Prayer Space / Kazan

Location:
Russia
Architectural Project & Design:
Gokhan Avcioglu & GAD
Project Team:
Scott Baltimore, Ozan Ertug
Building Type:
Experimental, Public, Leisure, Cultural
Construction Area:
160 m2
Project Site Area:
310 m2
Year:
2009
Status:
Study

GAD’s architectural practice has continuously focused on exploring new avenues of thought in the design of structure and form but also importantly typology. These experiments in building typology have been realized often in cultural zones of the East where a more fluid, flexible idea of modernity has been ascendant. Importantly these territories instead of adopting Western forms of modernism have sought to create their own relation to the project of modernism. This new relation to modernism has been a recurrent theme in many GAD projects located in Turkey and the Eurasian region.

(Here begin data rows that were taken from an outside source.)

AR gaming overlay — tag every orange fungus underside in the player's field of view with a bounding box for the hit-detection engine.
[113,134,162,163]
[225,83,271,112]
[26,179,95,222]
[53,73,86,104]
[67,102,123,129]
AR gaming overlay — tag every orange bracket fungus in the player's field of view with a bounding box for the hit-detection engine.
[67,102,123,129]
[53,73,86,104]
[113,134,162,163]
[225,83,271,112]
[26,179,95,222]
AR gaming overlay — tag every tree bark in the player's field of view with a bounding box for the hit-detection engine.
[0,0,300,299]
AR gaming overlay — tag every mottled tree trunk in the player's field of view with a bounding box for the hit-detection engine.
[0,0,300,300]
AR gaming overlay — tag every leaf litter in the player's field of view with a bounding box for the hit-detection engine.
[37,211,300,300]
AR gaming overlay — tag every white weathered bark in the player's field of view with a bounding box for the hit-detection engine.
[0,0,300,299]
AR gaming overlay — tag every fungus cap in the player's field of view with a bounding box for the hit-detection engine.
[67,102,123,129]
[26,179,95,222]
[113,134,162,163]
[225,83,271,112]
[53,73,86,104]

Developing new building types as non-standard places requires expanded thinking on the social needs and benefits of these projects for these "developing” societies. GAD’s concept design for a Prayer Space located in Kazan, Russia, 2012, exemplifies the practice’s creative thinking on building typology. This concept design by GAD focuses on the idea of transience and durability, a fluid understanding of building program that extends the notion of the prayer space typology. This particular project for a public figure, the Mayor of Kazan in the capital of the Russian semi-autonomous Republic of Tatarstan, is designed as an addition to the Mayor’s existing residence. In the East, the practice of prayer can be a compartmentalized activity sometimes confined within private residences. This was the case in this project in which the harsh winter climate restricting movement to public prayer facilities required this addition in an adjacent pond.

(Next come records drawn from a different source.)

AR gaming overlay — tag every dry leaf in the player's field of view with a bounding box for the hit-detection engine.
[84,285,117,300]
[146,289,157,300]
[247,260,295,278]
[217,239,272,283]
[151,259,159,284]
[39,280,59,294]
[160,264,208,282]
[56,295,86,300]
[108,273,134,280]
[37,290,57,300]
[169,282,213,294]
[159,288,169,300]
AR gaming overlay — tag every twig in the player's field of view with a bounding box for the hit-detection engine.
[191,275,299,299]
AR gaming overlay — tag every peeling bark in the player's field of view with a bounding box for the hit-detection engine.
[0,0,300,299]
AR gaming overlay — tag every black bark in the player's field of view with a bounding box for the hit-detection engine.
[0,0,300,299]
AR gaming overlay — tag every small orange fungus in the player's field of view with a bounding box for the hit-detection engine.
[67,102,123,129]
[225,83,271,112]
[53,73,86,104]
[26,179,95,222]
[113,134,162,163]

The Prayer Space as a private space for the Mayor and family is envisaged as a fluid spatial and spiritual environment for prayers that generates a new typology in the dramatic natural setting. Placed in this pond adjacent to the main residence, the space is isolated and aims for a sense of wellbeing in nature without any distraction. The design is not based on a specific religious practice but on the idea of providing a momentary sense of relief and independence from worldly stress while worshipping or meditating. The short tower like structure in concrete is composed of amorphic, organic forms with oval openings with no overt symbolism. The non-standard form of the small pavilion structure puts formal distance from it’s surrounding areas isolated visually in the water connected to the main building via a service tunnel under the bed of the pond. This is because the aim of the design was to create a radical break from the world of man in order to weave the Prayer Space into the natural environment of the lake. The oval openings on the tower bring in sunlight into the space in vivid ways generating a new typology for a building for prayer.